Is the Paris Agreement burning? Just as the roof of Notre Dame burned in 2019, COP25 of 2019 burned a hole in the Paris Agreement where higher ambitions should have been, although the shell of the framework is still intact. The high-emitter, low ambition countries (primarily Brazil, Saudi Arabia, India, Australia and the United States) led the way in blocking concerns for indigenous rights and financial support for developing countries.

Some of the events of 2019’s COP, however, show a way forward for a more promising denouement to COP26. Towards the last days, high-ambition, high-emitter countries led by the European Union called for transparency and a human-rights approach to carbon pricing, and prevented a retro-version of carbon marketing from being established. A people’s plenary rose up within the halls of the COP, with badge-holding civil society calling for radical shifts in policies, behavior and equity. Massive marches occurred in the streets, with 500,000 people demanding action.
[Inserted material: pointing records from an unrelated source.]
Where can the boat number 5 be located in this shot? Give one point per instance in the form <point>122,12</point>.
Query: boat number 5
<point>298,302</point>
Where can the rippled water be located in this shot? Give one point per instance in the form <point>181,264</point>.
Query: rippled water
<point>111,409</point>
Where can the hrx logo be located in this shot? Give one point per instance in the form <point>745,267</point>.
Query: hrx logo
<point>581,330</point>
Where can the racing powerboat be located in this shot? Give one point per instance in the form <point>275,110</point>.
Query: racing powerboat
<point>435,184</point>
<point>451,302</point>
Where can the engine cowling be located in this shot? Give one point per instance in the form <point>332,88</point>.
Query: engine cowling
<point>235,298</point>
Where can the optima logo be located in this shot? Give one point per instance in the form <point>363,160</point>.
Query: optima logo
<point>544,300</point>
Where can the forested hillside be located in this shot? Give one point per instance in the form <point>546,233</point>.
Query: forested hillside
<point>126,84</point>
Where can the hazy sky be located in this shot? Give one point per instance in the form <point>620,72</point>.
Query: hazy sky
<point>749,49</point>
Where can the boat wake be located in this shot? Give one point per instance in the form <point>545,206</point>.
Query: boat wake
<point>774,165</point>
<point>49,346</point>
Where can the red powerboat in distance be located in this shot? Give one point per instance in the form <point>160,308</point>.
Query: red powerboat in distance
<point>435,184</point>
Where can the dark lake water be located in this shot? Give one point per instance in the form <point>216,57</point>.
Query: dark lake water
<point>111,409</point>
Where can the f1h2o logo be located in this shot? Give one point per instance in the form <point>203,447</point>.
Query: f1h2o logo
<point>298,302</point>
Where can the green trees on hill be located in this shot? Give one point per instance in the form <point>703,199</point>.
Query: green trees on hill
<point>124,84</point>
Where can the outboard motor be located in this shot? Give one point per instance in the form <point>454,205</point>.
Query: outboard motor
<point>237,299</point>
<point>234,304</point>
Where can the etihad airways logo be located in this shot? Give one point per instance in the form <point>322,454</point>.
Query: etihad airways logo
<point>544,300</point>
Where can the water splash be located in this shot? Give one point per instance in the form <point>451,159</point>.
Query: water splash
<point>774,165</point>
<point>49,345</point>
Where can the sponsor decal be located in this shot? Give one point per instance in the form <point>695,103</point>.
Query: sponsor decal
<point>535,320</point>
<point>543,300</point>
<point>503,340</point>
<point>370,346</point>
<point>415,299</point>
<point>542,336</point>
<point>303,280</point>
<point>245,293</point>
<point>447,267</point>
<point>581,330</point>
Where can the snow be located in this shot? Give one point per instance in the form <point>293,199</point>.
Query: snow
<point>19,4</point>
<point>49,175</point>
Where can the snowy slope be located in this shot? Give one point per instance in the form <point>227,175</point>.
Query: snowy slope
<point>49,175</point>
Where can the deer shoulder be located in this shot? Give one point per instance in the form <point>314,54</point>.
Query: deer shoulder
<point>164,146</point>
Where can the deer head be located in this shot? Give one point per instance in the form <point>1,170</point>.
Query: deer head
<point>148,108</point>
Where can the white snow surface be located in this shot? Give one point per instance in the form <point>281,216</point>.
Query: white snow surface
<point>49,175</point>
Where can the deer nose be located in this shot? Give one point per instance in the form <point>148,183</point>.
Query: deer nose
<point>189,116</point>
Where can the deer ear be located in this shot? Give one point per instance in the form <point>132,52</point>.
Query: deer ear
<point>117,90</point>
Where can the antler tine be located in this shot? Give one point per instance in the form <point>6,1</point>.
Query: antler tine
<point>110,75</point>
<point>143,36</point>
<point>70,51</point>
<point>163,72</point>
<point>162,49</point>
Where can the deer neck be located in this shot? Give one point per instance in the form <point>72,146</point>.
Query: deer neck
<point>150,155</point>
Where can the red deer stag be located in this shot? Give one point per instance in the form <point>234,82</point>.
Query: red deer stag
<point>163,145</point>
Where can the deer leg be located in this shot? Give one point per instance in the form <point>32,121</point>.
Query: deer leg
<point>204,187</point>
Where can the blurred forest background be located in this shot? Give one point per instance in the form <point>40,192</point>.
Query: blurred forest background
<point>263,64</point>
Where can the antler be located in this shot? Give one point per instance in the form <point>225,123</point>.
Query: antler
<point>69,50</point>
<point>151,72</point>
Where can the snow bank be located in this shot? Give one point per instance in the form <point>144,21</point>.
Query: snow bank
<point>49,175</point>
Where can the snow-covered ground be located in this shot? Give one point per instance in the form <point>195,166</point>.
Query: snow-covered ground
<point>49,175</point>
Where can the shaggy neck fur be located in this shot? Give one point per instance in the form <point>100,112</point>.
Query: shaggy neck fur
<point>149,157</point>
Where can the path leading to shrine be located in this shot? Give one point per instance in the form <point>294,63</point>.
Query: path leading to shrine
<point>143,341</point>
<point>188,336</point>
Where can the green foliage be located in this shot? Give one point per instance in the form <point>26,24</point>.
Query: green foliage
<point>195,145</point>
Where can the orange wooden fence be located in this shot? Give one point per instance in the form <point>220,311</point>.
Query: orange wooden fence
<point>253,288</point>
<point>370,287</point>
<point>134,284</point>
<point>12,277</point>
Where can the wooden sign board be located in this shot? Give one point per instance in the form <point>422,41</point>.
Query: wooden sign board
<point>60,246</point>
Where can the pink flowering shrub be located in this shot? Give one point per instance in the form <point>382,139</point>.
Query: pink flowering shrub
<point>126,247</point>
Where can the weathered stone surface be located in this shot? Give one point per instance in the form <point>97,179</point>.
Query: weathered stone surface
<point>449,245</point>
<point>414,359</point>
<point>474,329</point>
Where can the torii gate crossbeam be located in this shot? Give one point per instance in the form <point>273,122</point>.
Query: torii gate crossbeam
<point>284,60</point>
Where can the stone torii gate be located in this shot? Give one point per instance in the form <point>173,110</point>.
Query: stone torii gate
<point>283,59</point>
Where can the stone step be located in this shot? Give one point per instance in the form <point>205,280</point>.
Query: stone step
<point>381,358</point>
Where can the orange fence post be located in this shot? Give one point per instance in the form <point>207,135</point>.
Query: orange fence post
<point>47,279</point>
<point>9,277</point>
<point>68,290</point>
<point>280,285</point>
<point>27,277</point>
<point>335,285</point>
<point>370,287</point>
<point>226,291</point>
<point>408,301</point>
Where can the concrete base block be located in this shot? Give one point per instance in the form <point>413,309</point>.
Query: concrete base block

The global rising youth movement joined with the long-active indigenous community to confront stodgy diplomats and pugnacious government officials.

If anything good is to come out of COP26 in 2020, it will take all of us participating in an unprecedented level of public activism and advocacy, to force governments to replace their sharpened knives with a spirit of cooperation and creativity and commitments to rapid carbon reductions.

Shelley is the General Secretary of Quaker Earthcare Witness.